Wire Format (v3)
This page describes the exact byte layout of a Tensogram v3
message — the format shipped in 0.17.0. You need this if you are
implementing a reader in another language, debugging a corrupted
file, or just want to understand what is happening under the hood.
For the normative specification, see
plans/WIRE_FORMAT.md.
All integer fields are big-endian (network byte order).
Overview
A Tensogram message is built from three sections: a header (preamble + optional frames), one or more data object frames, and a footer (optional frames + postamble).
┌────────────────────────────────────────────────────────────────────┐
│ PREAMBLE magic, version, flags, length (24 B) │
├────────────────────────────────────────────────────────────────────┤
│ HEADER METADATA FRAME CBOR global metadata (optional) │
├────────────────────────────────────────────────────────────────────┤
│ HEADER INDEX FRAME CBOR object offsets (optional) │
├────────────────────────────────────────────────────────────────────┤
│ HEADER HASH FRAME CBOR object hashes (optional) │
├────────────────────────────────────────────────────────────────────┤
│ PRECEDER METADATA FRAME per-object metadata (optional) │
│ DATA OBJECT FRAME 0 header + payload + descriptor │
│ PRECEDER METADATA FRAME per-object metadata (optional) │
│ DATA OBJECT FRAME 1 ... │
│ DATA OBJECT FRAME 2 (no preceder) │
│ ... (any number of objects) │
├────────────────────────────────────────────────────────────────────┤
│ FOOTER HASH FRAME CBOR object hashes (optional) │
├────────────────────────────────────────────────────────────────────┤
│ FOOTER INDEX FRAME CBOR object offsets (optional) │
├────────────────────────────────────────────────────────────────────┤
│ FOOTER METADATA FRAME CBOR global metadata (optional) │
├────────────────────────────────────────────────────────────────────┤
│ POSTAMBLE first_footer_offset, total_length, end_magic (24 B) │
└────────────────────────────────────────────────────────────────────┘
At least one metadata frame (header or footer) must be present — messages cannot exist without metadata. Index and hash frames are optional but highly encouraged. By default, the encoder places them in the header when writing to a buffer, or in the footer when streaming.

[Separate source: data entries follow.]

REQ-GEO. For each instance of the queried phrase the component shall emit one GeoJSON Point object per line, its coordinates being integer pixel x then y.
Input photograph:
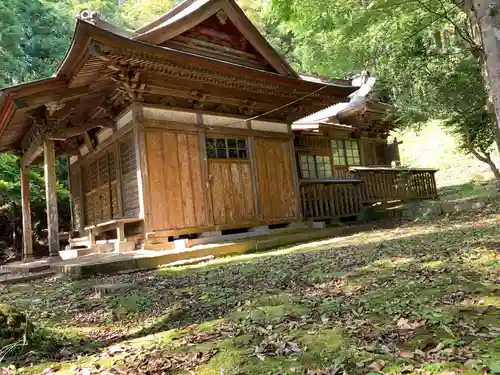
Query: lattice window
{"type": "Point", "coordinates": [93, 175]}
{"type": "Point", "coordinates": [226, 148]}
{"type": "Point", "coordinates": [345, 152]}
{"type": "Point", "coordinates": [127, 156]}
{"type": "Point", "coordinates": [103, 170]}
{"type": "Point", "coordinates": [112, 166]}
{"type": "Point", "coordinates": [315, 166]}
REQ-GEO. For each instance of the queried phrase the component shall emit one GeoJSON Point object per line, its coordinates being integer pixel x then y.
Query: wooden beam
{"type": "Point", "coordinates": [32, 142]}
{"type": "Point", "coordinates": [64, 134]}
{"type": "Point", "coordinates": [61, 95]}
{"type": "Point", "coordinates": [26, 209]}
{"type": "Point", "coordinates": [88, 141]}
{"type": "Point", "coordinates": [51, 196]}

Frame ordering: The decoder enforces that frames appear in order: header frames, then data object frames, then footer frames. A header frame appearing after a data object frame, or a data object frame appearing after a footer frame, is rejected as malformed.
Preamble (24 bytes)
The preamble is the fixed-size start of every message.
Offset Size Field
────── ────── ─────────────────────────────────
0 8 Magic: "TENSOGRM" (ASCII)
8 2 Version (uint16 BE) — must be 3 in v3
10 2 Flags (uint16 BE)
12 4 Reserved (uint32 BE) — set to zero
16 8 Total length (uint64 BE)
Total length is the byte count of the entire message from the first byte of the preamble to the last byte of the postamble. A value of zero means the encoder is in streaming mode — the total length was not known when the preamble was written.

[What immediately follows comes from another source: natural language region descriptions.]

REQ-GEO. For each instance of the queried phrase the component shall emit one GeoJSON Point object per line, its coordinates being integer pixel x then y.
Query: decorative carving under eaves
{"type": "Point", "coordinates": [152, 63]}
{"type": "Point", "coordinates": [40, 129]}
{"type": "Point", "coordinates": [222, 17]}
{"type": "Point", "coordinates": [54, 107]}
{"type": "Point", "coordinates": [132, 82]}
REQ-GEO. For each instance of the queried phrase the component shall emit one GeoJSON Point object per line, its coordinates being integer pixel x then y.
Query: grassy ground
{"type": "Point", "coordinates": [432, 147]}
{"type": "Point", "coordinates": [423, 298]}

Version compatibility. v3 decoders reject any preamble whose
version field is not exactly 3. Older v1/v2 messages must be
re-encoded.
Preamble flags
The flags field is a bitmask indicating which optional frames are present and, new in v3, whether inline per-frame hash slots are populated:
| Bit | Flag | Meaning |
|---|---|---|
| 0 | HEADER_METADATA | A HeaderMetadata frame is present. |
| 1 | FOOTER_METADATA | A FooterMetadata frame is present. |
| 2 | HEADER_INDEX | A HeaderIndex frame is present. |
| 3 | FOOTER_INDEX | A FooterIndex frame is present. |
| 4 | HEADER_HASHES | A HeaderHash aggregate frame is present. |
| 5 | FOOTER_HASHES | A FooterHash aggregate frame is present. |
| 6 | PRECEDER_METADATA | At least one PrecederMetadata frame is present. |
| 7 | HASHES_PRESENT | Every frame’s inline hash slot is populated with a non-zero xxh3-64 digest (new in v3). |
Unused flag bits must be set to zero.
Frames
Every frame (header, footer, and data object) shares a common
16-byte frame header and ends with a type-specific footer whose
last 12 bytes are always [hash u64][ENDF 4] (new in v3).
Frame header (16 bytes)
Offset Size Field
────── ────── ─────────────────────────────────
0 2 Start marker: "FR" (ASCII)
2 2 Frame type (uint16 BE)
4 2 Frame version (uint16 BE)
6 2 Reserved flags (uint16 BE)
8 8 Frame length — offset to end of frame (uint64 BE)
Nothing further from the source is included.